Até que a Justiça Eleitoral se manifeste, Wesley Pitt e Hamilton Torres seguem no exercício dos cargos de prefeito e vice-prefeito de Conceição do Pará. A manifestação do Ministério Público é uma etapa relevante dentro do processo, mas não altera, por si só, a composição atual do Executivo municipal.
Caso a Justiça Eleitoral acolha o pedido do Ministério Público, os diplomas de prefeito e vice poderão ser cassados. A depender do teor da decisão e da fase processual, também poderá haver aplicação de inelegibilidade por oito anos e discussão sobre os efeitos imediatos ou não da sentença.
Em situações envolvendo cassação de chapa majoritária, uma eventual decisão confirmada pelas instâncias competentes pode levar à realização de nova eleição para escolha de prefeito e vice. No entanto, essa possibilidade depende do julgamento do caso, dos recursos cabíveis e da definição da Justiça Eleitoral sobre os efeitos da decisão.
O caso tem gerado repercussão política em Conceição do Pará e na região Centro-Oeste de Minas. A possibilidade de mudança no comando do Executivo municipal mobiliza lideranças, apoiadores, adversários políticos e moradores, principalmente pelo impacto institucional que uma ação eleitoral desse tipo pode provocar.
A Ação de Investigação Judicial Eleitoral é um instrumento previsto na legislação para apurar condutas que possam comprometer a legitimidade das eleições. Ela pode ser usada em casos de suspeita de abuso de poder econômico, abuso de poder político, uso indevido dos meios de comunicação e outras práticas capazes de desequilibrar a disputa.
No entendimento do Ministério Público Eleitoral, os fatos considerados comprovados no processo teriam gravidade suficiente para justificar a cassação dos diplomas. O órgão avalia que a realização de eventos com oferta gratuita de alimentos, bebidas, música e presença de campanha, especialmente na reta final da eleição, teria afetado a igualdade entre os candidatos.
Por outro lado, a Justiça Eleitoral ainda deverá avaliar se as provas reunidas são suficientes para comprovar as irregularidades e se houve gravidade capaz de comprometer a normalidade do pleito. Essa análise será decisiva para definir se o pedido do MPE será acolhido ou rejeitado.
O processo segue em tramitação, e as partes ainda podem se manifestar conforme os prazos legais.

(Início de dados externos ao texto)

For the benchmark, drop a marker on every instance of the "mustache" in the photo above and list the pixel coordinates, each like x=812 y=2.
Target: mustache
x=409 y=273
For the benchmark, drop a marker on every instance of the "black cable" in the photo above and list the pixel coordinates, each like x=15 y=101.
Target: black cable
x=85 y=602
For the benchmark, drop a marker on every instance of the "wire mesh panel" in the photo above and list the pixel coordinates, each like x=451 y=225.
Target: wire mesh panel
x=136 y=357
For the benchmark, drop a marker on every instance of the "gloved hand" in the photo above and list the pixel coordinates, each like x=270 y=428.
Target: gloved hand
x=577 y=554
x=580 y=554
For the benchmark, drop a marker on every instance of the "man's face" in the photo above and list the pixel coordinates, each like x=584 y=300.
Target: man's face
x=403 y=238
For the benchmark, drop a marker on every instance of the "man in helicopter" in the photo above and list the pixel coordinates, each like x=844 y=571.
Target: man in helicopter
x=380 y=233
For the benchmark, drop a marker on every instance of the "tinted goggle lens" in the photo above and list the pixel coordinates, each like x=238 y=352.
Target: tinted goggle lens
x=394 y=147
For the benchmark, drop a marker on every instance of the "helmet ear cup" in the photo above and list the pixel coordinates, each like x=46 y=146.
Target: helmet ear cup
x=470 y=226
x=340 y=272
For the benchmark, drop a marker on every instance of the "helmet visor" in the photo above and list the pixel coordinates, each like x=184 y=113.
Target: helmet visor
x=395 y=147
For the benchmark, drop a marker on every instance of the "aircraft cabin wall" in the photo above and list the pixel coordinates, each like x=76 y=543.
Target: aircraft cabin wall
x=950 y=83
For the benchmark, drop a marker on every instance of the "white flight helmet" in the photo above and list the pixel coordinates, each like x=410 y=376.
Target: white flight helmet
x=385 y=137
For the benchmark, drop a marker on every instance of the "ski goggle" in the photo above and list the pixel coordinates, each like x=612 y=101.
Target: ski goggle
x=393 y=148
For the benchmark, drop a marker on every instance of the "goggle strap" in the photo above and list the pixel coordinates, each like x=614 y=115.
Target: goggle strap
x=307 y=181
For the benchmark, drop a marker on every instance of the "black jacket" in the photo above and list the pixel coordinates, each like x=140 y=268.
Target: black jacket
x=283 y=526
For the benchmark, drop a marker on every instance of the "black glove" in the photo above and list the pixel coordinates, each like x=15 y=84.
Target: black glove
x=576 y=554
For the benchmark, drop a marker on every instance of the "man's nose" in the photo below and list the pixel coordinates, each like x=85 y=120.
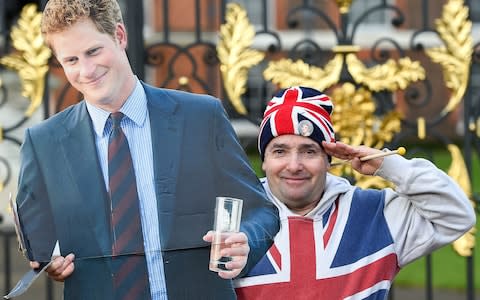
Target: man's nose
x=295 y=162
x=87 y=68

Mesmo em caso de decisão desfavorável em primeira instância, prefeito e vice poderão recorrer às instâncias superiores da Justiça Eleitoral, buscando reverter ou suspender eventuais efeitos da sentença.
Enquanto não houver decisão judicial, o caso deve ser tratado como uma manifestação do Ministério Público Eleitoral dentro de uma ação em andamento. Não há, até o momento, cassação efetivada, perda de mandato ou afastamento dos gestores.

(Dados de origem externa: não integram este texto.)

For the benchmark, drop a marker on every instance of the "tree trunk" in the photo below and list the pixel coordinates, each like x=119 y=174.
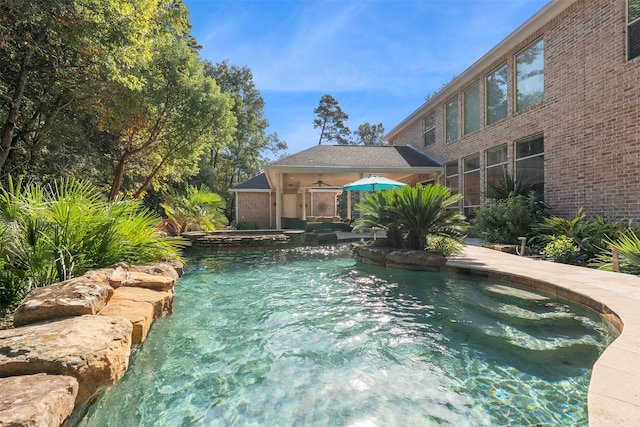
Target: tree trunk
x=14 y=109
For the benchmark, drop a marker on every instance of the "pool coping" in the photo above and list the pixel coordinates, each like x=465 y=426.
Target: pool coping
x=614 y=392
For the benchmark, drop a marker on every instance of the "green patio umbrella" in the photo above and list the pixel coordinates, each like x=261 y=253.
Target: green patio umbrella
x=373 y=183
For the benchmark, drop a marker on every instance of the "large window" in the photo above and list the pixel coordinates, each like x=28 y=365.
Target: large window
x=451 y=116
x=472 y=108
x=496 y=96
x=530 y=75
x=633 y=29
x=496 y=168
x=471 y=185
x=451 y=177
x=429 y=128
x=530 y=163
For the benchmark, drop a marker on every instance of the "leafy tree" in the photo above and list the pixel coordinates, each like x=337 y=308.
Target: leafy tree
x=331 y=120
x=163 y=127
x=369 y=134
x=243 y=155
x=54 y=54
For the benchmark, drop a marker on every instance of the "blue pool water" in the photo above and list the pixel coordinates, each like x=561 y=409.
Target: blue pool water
x=305 y=337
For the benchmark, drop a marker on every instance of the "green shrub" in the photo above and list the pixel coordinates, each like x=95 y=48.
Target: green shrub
x=50 y=234
x=246 y=225
x=561 y=249
x=411 y=214
x=504 y=220
x=627 y=245
x=444 y=245
x=592 y=237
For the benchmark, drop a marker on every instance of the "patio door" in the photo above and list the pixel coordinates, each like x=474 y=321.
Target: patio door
x=289 y=209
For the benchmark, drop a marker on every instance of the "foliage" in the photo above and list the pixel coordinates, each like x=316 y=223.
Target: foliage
x=56 y=55
x=55 y=232
x=194 y=208
x=627 y=246
x=242 y=155
x=246 y=225
x=591 y=236
x=331 y=121
x=369 y=134
x=411 y=214
x=561 y=249
x=504 y=220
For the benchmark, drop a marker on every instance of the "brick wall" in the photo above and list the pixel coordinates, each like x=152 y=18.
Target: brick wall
x=590 y=116
x=254 y=207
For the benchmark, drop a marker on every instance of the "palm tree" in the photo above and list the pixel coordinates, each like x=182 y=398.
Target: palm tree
x=426 y=211
x=411 y=214
x=196 y=208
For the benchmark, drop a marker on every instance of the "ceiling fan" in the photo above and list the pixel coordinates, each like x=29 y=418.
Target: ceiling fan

A expectativa agora é pela sentença da Justiça Eleitoral. O julgamento deverá definir se os fatos apontados pelo Ministério Público configuram abuso de poder econômico e captação ilícita de votos, ou se as acusações serão rejeitadas. Até lá, o cenário permanece juridicamente indefinido, embora politicamente sensível para Conceição do Pará.